If I had time, I would want to make the move between Deer Night and The Mystery of Kaspar Hauser via the epic theater of Bertolt Brecht and the operas—Parsifal, in particular—of Richard Wagner, an odd pair, I know, and the Wagner, especially, must seem an unlikely context for understanding something about Scalapino’s work, but I believe that there is something to be said within the context it provides. In Parsifal the plot, the drama, is entirely interior, and the sole site of real motion is in the music. The shape of the movements of the characters is driven from within, as a manifestation of radical inner conflict rooted in a past that has become the inner shape of the outer present, its wound.

To an only slightly less noticeable degree, the drama of Herzog’s hero, Kaspar (whose innocence parallels that of Wagner’s Parsifal) is also an interior one, the drama of existential wonder (astonishment at the not-necessary but possible character of all that appears) and of social suffering (Kaspar’s wounded state is social and all evidence indicates that it was the result of social force—a dynastic battle over competing heirs to the house of Baden, one the rightful heir who was said to have died as a very young child and the other his cousin, who became the heir after the death of the child and in fact became prince of Baden).

Suffering has been a persistent concern in Leslie Scalapino’s work.
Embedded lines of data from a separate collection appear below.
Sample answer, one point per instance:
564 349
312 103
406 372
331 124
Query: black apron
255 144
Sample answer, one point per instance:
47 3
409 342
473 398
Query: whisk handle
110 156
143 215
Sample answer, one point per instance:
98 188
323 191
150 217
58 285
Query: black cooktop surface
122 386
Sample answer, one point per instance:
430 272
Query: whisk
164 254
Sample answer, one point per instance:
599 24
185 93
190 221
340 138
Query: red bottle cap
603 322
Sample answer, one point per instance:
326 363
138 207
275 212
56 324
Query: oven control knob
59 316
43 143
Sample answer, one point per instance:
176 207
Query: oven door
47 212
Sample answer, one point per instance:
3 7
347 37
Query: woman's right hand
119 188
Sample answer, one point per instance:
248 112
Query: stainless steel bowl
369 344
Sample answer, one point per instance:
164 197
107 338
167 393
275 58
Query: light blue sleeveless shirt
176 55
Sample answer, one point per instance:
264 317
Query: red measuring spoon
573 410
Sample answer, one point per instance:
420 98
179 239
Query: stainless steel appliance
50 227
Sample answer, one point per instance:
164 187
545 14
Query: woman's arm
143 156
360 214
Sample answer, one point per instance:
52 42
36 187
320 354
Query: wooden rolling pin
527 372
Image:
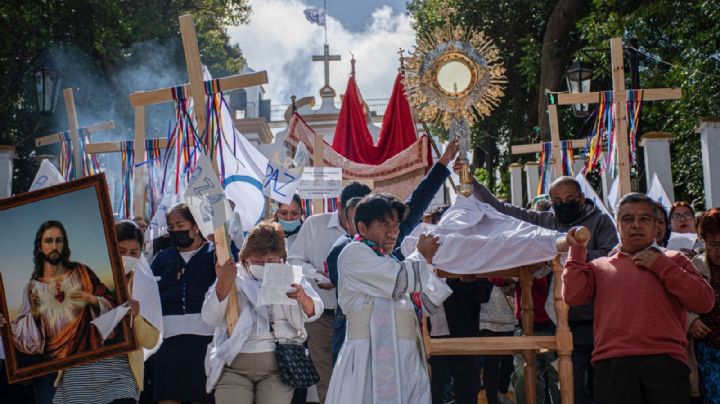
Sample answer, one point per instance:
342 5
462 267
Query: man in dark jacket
570 209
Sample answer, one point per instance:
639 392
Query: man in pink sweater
642 294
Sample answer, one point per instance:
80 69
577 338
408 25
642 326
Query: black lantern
578 79
48 82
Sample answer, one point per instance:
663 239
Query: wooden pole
138 155
620 99
555 138
73 126
197 90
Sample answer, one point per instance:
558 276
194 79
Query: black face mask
567 212
181 238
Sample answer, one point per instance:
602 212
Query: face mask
257 271
567 212
289 226
129 263
181 238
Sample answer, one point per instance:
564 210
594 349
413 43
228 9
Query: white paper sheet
106 323
681 240
277 281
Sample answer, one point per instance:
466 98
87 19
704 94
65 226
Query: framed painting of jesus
62 282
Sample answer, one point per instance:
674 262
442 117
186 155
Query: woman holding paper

She can quite accurately be said to be at work on the problem of suffering, a problem that is always under scrutiny by Buddhist philosophy, which originates in pondering the causes, interior (in the mind) and exterior (in the world), of suffering and the possibility for freedom from it.

Buddhist philosophy, which Scalapino has studied for many years in great depth and detail [2] , makes two observations of particular relevance: first, that pain and suffering are ubiquitous and that living as we do in their midst we cannot help but be in a state of terror; and second, that empirical reality is solely phenomenal—a matter of appearances—and we can never see anything as it is (per se, to use Scalapino’s term, or as a thing-in-itself, to use Kant’s), first because it doesn’t show itself as it is and second because, after a space of time no greater, according to Nagarjuna, than 1/65th of a finger snap, our perceptions are immediately taken over by our intellect, a constructed (or, in Nagarjuna’s terminology, karmic) formation, the result of and force for conditioning (and thus also taking over) by the force of previous experience, including, perniciously, social conditioning.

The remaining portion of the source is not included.